EPA sends final 2014 RFS rule to White House

Source: Amanda Peterka, E&E reporter • Posted: Sunday, August 24, 2014

U.S. EPA sent a long-overdue final rule setting the 2014 renewable fuel standard to the White House on Friday for interagency review.

In a statement, EPA said it will issue the final rule — already well past the Nov. 30, 2013, deadline set by law — when it’s cleared by the White House’s Office of Management and Budget. OMB reviews typically take about a month.

The 2007 renewable fuel standard requires EPA to mandate the amounts of ethanol and advanced biofuel that refiners must blend into petroleum fuel. While Congress laid out specific targets for those fuels, it gave EPA discretion to lower them under certain conditions.

In its November proposal for 2014 requirements, EPA called for the first-ever rollbacks of both the ethanol and advanced biofuels mandates. The agency said it would require 13.01 billion gallons for corn ethanol and 2.2 billion ethanol-equivalent gallons of total advanced biofuels, a category that includes cellulosic biofuels and biodiesel.

The proposed total renewable fuel target of 15.21 billion gallons represents a 16 percent reduction from 2014 levels in the RFS law (E&ENews PM, Nov. 15, 2013).

The EPA proposal generated 340,000 public comments and a firestorm of criticism among farmers and ethanol producers, who said that it would hurt rural economies and undermine energy independence goals. Over the last half-year, biofuel groups launched several campaigns to rally support for the RFS.

EPA has widely been expected to increase the proposed targets in its final rule, and administration officials have suggested as much in many public appearances and meetings with RFS supporters (E&E Daily, July 25).

But the agency didn’t hint today about the final numbers. In its proposal, EPA based the lower targets on limits to the amount of ethanol that can be used in cars and fueling infrastructure and a lack of commercially available advanced biofuel.

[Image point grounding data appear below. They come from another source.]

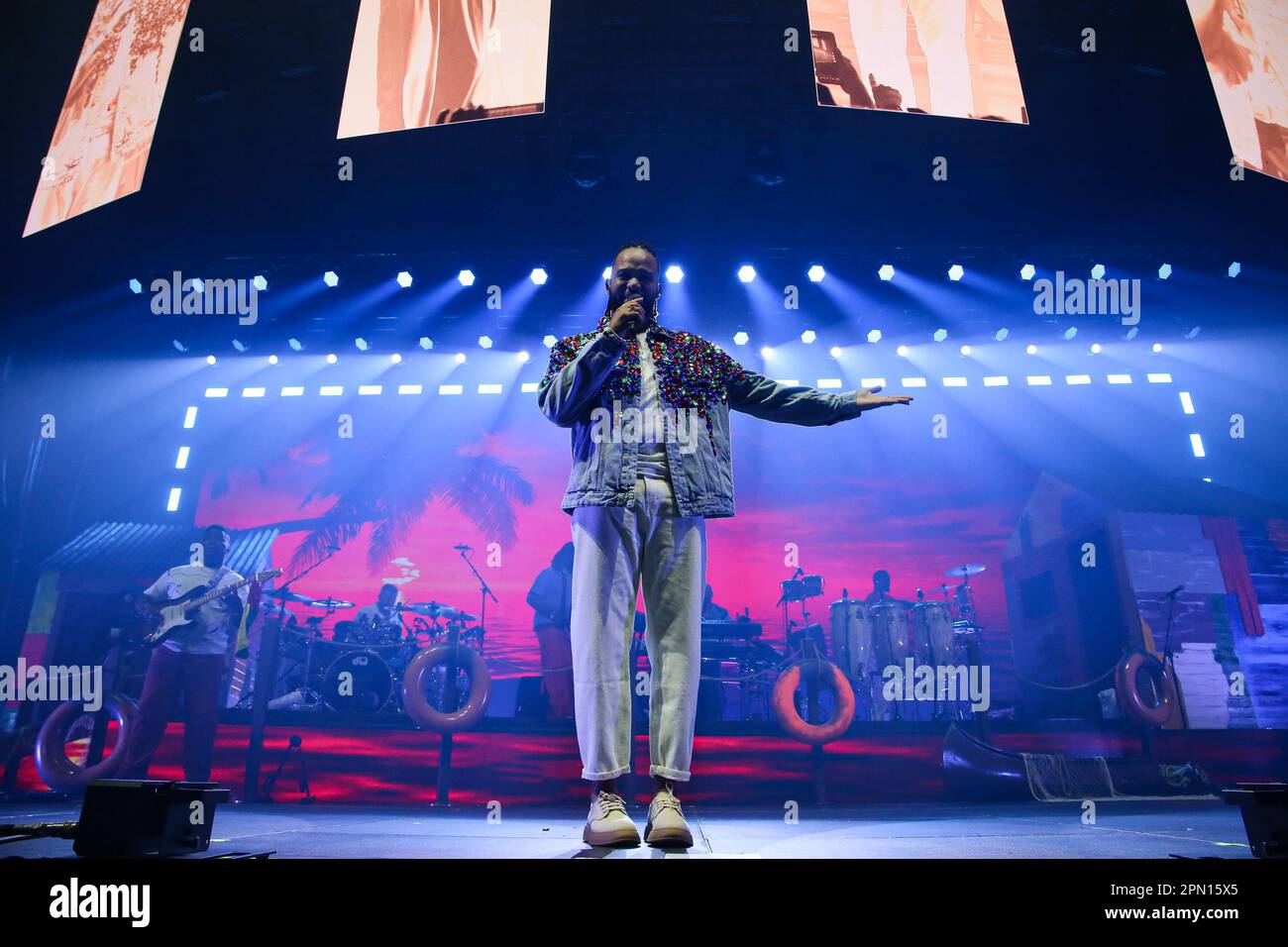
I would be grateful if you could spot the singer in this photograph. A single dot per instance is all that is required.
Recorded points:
(639, 495)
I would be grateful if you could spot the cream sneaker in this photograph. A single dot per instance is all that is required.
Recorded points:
(608, 822)
(666, 825)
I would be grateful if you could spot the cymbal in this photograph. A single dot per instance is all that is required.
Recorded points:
(286, 595)
(330, 603)
(437, 609)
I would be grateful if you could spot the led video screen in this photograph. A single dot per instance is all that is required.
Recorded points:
(430, 62)
(103, 136)
(930, 56)
(1245, 47)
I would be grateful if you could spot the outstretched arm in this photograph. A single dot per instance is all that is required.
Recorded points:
(761, 397)
(574, 377)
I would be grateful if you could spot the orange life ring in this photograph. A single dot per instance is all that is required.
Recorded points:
(1129, 697)
(785, 703)
(416, 677)
(52, 762)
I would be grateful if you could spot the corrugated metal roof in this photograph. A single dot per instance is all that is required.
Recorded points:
(149, 548)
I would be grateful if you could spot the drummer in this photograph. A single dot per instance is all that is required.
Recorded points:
(880, 589)
(384, 612)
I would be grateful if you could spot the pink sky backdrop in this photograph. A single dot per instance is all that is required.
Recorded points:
(845, 526)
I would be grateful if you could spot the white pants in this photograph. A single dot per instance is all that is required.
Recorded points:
(616, 548)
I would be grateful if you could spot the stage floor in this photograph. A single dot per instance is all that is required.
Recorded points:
(939, 830)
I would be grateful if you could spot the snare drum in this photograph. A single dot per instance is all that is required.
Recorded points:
(932, 622)
(851, 638)
(359, 681)
(889, 634)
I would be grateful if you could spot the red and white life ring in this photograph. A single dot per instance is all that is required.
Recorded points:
(790, 719)
(416, 680)
(1132, 701)
(59, 772)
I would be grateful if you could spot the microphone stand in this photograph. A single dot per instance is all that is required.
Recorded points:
(484, 590)
(266, 680)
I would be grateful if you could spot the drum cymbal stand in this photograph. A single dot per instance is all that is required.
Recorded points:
(266, 680)
(270, 781)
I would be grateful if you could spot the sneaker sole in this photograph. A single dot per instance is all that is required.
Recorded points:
(619, 836)
(669, 838)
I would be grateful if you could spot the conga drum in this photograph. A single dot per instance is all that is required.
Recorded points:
(851, 638)
(932, 624)
(889, 634)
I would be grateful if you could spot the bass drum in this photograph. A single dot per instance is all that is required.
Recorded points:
(63, 742)
(889, 634)
(932, 625)
(851, 638)
(359, 682)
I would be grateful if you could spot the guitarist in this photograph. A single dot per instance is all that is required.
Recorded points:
(191, 663)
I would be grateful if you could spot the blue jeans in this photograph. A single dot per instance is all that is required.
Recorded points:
(617, 549)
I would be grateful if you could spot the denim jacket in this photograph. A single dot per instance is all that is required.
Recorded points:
(592, 381)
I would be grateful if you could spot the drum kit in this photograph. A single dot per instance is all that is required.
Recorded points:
(360, 667)
(870, 637)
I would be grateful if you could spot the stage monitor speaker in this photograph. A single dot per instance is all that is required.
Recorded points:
(149, 817)
(1263, 806)
(531, 701)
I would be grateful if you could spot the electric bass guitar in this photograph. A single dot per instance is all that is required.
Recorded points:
(175, 613)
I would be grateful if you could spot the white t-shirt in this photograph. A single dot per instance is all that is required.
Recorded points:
(207, 634)
(652, 462)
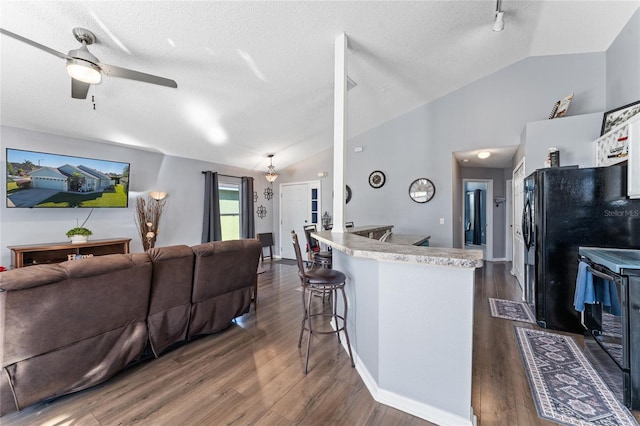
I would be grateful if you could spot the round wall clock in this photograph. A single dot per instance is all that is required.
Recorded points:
(422, 190)
(377, 179)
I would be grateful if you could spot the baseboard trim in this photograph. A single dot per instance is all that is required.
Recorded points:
(408, 405)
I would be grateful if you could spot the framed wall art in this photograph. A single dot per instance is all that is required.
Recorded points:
(618, 116)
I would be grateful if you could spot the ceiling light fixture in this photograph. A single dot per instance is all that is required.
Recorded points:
(271, 174)
(498, 23)
(83, 71)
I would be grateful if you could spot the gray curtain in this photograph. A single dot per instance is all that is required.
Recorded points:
(211, 228)
(248, 228)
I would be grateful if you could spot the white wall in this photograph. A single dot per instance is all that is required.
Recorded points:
(181, 178)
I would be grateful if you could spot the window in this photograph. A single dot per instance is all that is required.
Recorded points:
(229, 210)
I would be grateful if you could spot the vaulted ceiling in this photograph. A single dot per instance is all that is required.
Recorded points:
(256, 77)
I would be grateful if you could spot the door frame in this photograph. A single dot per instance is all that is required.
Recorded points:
(488, 212)
(283, 235)
(518, 251)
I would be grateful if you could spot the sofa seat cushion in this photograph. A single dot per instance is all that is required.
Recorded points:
(76, 367)
(74, 301)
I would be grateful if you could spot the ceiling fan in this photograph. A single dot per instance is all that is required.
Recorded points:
(85, 69)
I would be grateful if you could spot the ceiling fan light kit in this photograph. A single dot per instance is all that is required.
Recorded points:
(85, 69)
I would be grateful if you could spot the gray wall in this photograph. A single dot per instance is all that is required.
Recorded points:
(623, 66)
(491, 112)
(179, 177)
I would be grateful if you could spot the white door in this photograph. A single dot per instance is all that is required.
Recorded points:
(517, 268)
(297, 209)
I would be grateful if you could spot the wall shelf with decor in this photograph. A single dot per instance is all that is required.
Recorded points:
(37, 254)
(620, 144)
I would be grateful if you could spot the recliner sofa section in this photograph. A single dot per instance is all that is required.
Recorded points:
(66, 327)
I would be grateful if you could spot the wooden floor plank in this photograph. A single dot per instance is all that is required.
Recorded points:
(251, 373)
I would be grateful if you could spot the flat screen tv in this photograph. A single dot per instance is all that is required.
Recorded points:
(39, 179)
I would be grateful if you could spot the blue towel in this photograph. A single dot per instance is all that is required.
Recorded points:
(607, 294)
(584, 288)
(595, 290)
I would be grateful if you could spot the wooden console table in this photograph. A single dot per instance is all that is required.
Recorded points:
(36, 254)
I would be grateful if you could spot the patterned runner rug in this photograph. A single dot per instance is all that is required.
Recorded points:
(511, 310)
(565, 387)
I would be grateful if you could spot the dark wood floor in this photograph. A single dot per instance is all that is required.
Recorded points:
(252, 373)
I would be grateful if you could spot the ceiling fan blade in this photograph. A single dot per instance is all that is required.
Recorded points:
(113, 71)
(79, 89)
(34, 44)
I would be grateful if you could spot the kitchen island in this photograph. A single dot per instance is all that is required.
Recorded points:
(410, 322)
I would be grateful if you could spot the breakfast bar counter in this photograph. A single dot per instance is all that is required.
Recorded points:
(410, 322)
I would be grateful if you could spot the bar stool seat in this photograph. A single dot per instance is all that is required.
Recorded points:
(322, 282)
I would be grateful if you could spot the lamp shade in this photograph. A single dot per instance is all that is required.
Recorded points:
(271, 174)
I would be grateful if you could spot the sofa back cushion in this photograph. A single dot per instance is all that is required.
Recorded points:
(170, 304)
(52, 306)
(224, 266)
(224, 274)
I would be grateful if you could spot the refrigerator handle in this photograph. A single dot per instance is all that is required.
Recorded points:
(527, 224)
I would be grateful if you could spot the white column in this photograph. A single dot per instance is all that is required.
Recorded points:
(339, 124)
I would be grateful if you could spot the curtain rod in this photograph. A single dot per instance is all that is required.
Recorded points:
(220, 174)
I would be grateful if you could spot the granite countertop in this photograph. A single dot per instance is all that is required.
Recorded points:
(615, 259)
(407, 239)
(358, 246)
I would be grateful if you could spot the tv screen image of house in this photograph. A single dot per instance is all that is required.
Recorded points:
(39, 179)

“EPA supports the energy independence and security goals that congress envisioned when establishing the RFS program,” EPA said in its emailed statement. “The agency’s overarching goal is to put the RFS program on a path that supports continued growth in renewable fuels over time.”

Biofuel supporters urged the Obama administration to finalize the rule as quickly as possible.

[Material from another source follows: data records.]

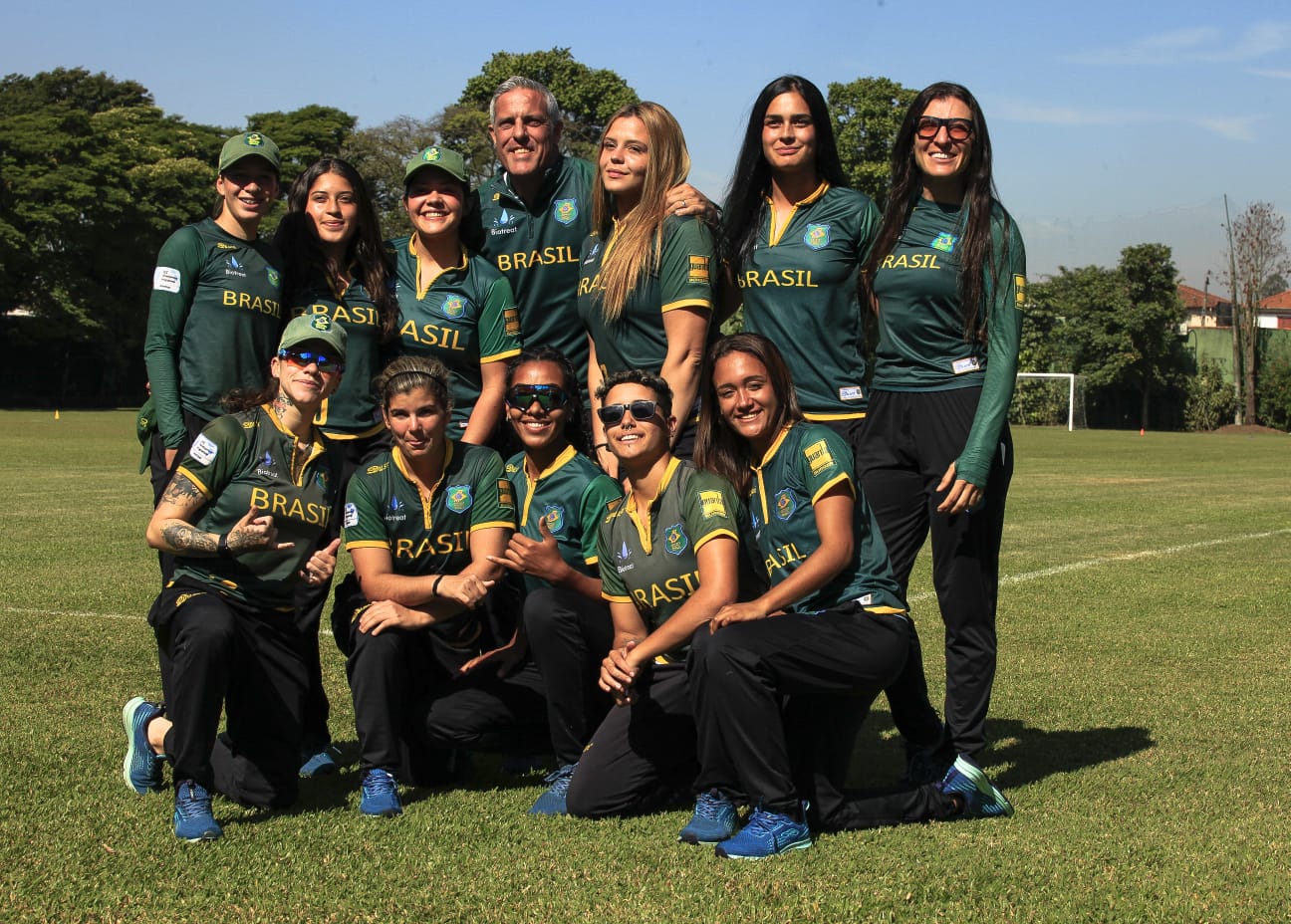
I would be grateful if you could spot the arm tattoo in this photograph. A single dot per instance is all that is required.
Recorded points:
(183, 537)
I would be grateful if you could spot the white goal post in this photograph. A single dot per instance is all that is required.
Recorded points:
(1071, 391)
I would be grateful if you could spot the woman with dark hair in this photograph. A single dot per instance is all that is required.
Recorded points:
(425, 524)
(793, 240)
(214, 314)
(454, 305)
(670, 555)
(829, 632)
(561, 497)
(243, 517)
(331, 244)
(646, 292)
(947, 277)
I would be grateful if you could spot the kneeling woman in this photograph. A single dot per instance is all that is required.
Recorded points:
(244, 517)
(840, 631)
(668, 562)
(421, 523)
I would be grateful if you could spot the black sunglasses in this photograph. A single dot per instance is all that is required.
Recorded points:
(522, 396)
(611, 414)
(958, 129)
(302, 357)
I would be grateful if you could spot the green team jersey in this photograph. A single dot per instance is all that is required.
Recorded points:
(214, 318)
(536, 248)
(463, 318)
(805, 462)
(648, 557)
(921, 344)
(427, 533)
(571, 496)
(352, 410)
(799, 292)
(249, 460)
(683, 280)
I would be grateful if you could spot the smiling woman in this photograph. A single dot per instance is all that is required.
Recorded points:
(454, 305)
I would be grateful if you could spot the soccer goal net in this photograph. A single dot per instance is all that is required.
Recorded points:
(1049, 399)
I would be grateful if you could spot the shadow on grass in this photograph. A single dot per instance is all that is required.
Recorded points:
(1019, 754)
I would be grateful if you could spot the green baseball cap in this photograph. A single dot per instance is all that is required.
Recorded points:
(441, 159)
(305, 328)
(249, 144)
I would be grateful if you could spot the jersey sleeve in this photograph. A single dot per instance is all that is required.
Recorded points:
(685, 266)
(174, 282)
(596, 497)
(710, 509)
(361, 520)
(498, 321)
(495, 496)
(216, 456)
(1006, 295)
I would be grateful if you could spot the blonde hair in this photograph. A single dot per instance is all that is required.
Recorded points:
(638, 236)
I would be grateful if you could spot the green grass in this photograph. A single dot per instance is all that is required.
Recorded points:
(1139, 727)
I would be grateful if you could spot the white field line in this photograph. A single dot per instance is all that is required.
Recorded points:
(918, 597)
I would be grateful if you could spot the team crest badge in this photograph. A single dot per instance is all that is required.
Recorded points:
(816, 236)
(458, 497)
(675, 540)
(566, 210)
(453, 306)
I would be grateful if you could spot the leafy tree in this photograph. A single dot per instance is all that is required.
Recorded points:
(1257, 253)
(867, 116)
(380, 153)
(588, 97)
(95, 177)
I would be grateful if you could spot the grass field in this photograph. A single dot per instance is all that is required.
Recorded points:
(1139, 727)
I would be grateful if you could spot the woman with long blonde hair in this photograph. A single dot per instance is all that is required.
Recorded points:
(646, 291)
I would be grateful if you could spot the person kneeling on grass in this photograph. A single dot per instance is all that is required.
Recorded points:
(829, 634)
(428, 669)
(244, 517)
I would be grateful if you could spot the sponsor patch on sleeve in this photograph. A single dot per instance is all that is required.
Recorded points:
(819, 457)
(204, 449)
(698, 269)
(711, 505)
(165, 279)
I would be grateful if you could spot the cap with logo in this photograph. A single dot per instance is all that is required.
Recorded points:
(440, 159)
(249, 144)
(305, 328)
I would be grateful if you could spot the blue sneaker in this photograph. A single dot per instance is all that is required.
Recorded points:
(766, 835)
(714, 819)
(558, 788)
(981, 798)
(192, 818)
(142, 766)
(380, 794)
(321, 763)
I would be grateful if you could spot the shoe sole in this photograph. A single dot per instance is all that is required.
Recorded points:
(797, 845)
(981, 783)
(128, 723)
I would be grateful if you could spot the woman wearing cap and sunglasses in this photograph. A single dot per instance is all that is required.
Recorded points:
(214, 314)
(331, 244)
(454, 306)
(646, 291)
(668, 557)
(243, 517)
(561, 498)
(946, 277)
(430, 669)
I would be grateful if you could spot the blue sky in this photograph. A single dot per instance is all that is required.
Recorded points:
(1113, 122)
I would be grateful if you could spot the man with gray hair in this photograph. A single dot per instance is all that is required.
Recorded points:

“We’re pleased to see the process moving forward and hope the final rule will show that this administration is standing behind our national goals for clean, domestic fuels that strengthen our economy and national security,” said Anne Steckel, vice president of federal affairs for the National Biodiesel Board.

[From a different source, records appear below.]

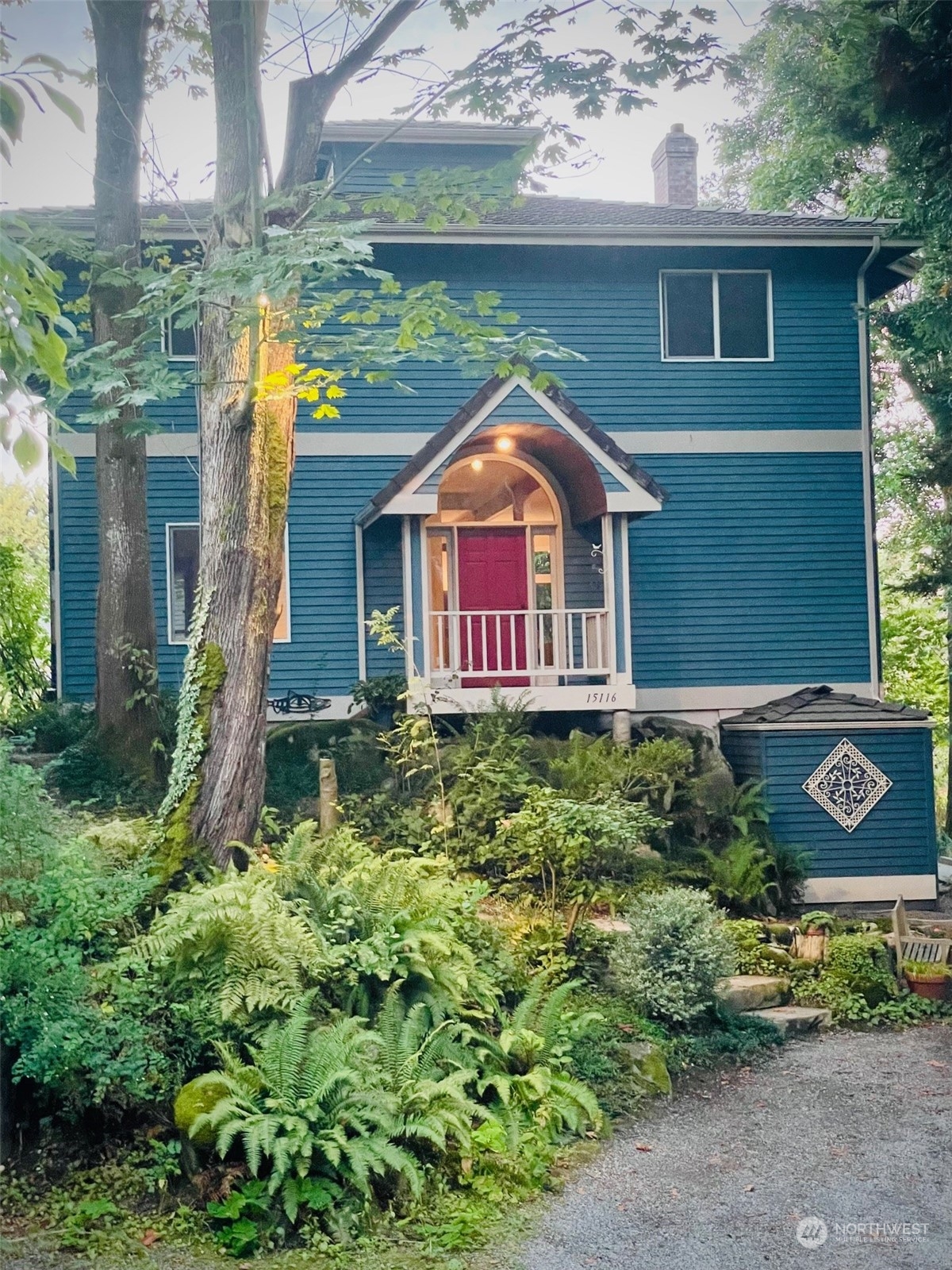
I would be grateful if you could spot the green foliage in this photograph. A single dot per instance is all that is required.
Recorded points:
(382, 692)
(291, 757)
(590, 768)
(739, 876)
(674, 956)
(25, 643)
(82, 1033)
(856, 981)
(328, 914)
(568, 850)
(243, 1219)
(749, 939)
(55, 725)
(309, 1106)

EPA has twice extended the compliance period for the 2013 requirements as it completes the final 2014 rule.

The oil industry has consistently criticized EPA for the delay in issuing the final rule, saying that it hurts businesses because they cannot plan ahead without knowing this year’s requirements. The delay has led to speculation that the Obama administration is hoping to help out Democratic Senate candidates in corn states (E&E Daily, June 9).

EPA’s proposal has coincided with a push in Congress to reform or repeal the renewable fuel standard. Critics, mostly led by the American Petroleum Institute, argue that EPA’s delay in the 2014 rule and the resulting uncertainty over the final numbers signal that the standard is broken.

“This is the longest, most unreasonable delay in a history of long, unreasonable delays when it comes to implementing the RFS under this administration,” API senior policy adviser Patrick Kelly said.